「古い物 ねじ伏せる力を」

本日の東京新聞夕刊に、芥川賞選考委員を辞任した作家黒井千次氏のインタビュー記事が掲載されていた。
黒井氏は芥川賞について次のように述べる。

芥川賞の場合、選考する側は年齢やキャリアが候補者よりも上で、どちらかといえば古い世界の人が多い。新しい物を新しくない人が選ぶ。そこが面白いと僕は思う。新しい物を新しい人が選ぶのとは違い、新しい物が古い考えなり存在なりをねじ伏せて出てくるわけです。それこそが本当の力ある新しさだと思う。

また、候補作を読んで「どこに身を置いて書いているのか鮮明ではない」と感じることも多くなり、次のように述べている。

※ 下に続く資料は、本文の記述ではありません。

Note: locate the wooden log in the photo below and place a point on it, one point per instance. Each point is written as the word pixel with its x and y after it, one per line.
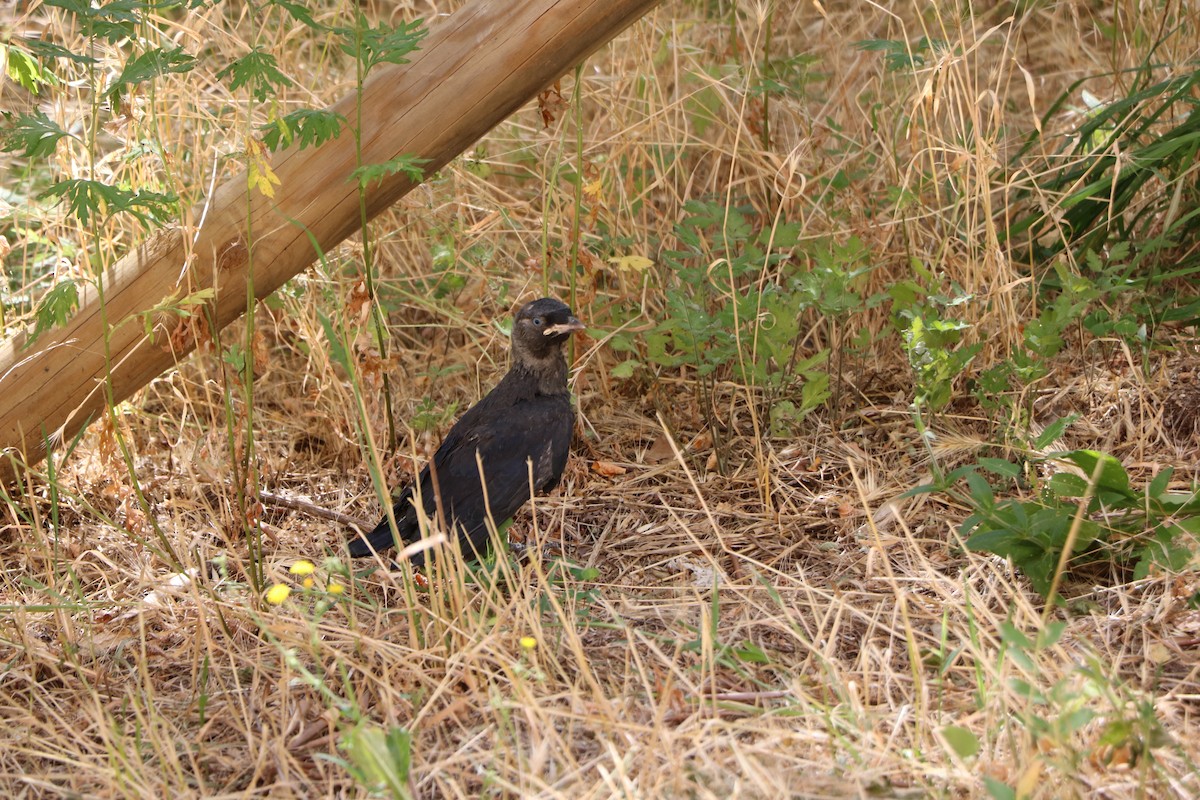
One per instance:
pixel 474 70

主人公が一人暮らしでアルバイトをするような緩い生活環境が描かれた作品が多い。そこで何かのっぴきならないことが起こるわけではない。職場でも家庭でもいいが、生活の場がその人にとって大事なものとしか描かれていない。物足りないなと感じることが増えました。社会が緩く「ニート化」しているせいでしょうか。

確かに、ここ最近の芥川賞を読んでみると、国家や社会、生死の境、人間存在はほとんど描かれない。表現されるのは、「半径5メートル」の生活の中の違和感だらけである。そしてその違和感を突き詰め、純度高く描く作品のみが称されている気がする。